Les vacances se terminant, je ne vais plus écrire de nouvel article dans les prochaines semaines. Ceci va aussi me permettre de voir l’intérêt que vous lui accordez et de répondre à vos éventuelles remarques. Je vous encourage à vous inscrire aux newsletters : chaque inscription est un énorme encouragement.
Un grand merci !!!
Jean Claude
Conclusion :
Ainsi, La Buse a manifestement reçu une éducation lui permettant de lire, écrire et compter. Nous devons aussi prendre en compte pour le suite de notre enquête du fait qu’il ait pu aussi suivre des cours beaucoup plus pointus « d’hydrographie ». En effet, le rôle de capitaine nécessitait de savoir se servir d’outils de navigation tel le bâton de Jacob (ou arbalète) ou le cadran nocturne ou autres.
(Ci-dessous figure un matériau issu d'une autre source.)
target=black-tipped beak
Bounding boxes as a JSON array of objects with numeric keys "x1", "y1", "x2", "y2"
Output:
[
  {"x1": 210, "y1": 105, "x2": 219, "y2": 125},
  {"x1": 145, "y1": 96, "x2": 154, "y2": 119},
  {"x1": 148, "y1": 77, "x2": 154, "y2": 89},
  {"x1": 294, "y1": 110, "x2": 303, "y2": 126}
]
Ces outils permettaient de calculer sa latitude et sa longitude et, ainsi, se situer géographiquement avec une incertitude de 1 à 2 lieues voire davantage selon l’adresse du capitaine lors de la prise de mesures. La Buse a aussi pu obtenir les compétences pendant ses années d’apprentissage. Il nous faut donc penser que dans le cryptogramme, il y ait des chiffres cachés derrière certaines lettres. Nous le verrons dans un prochain article.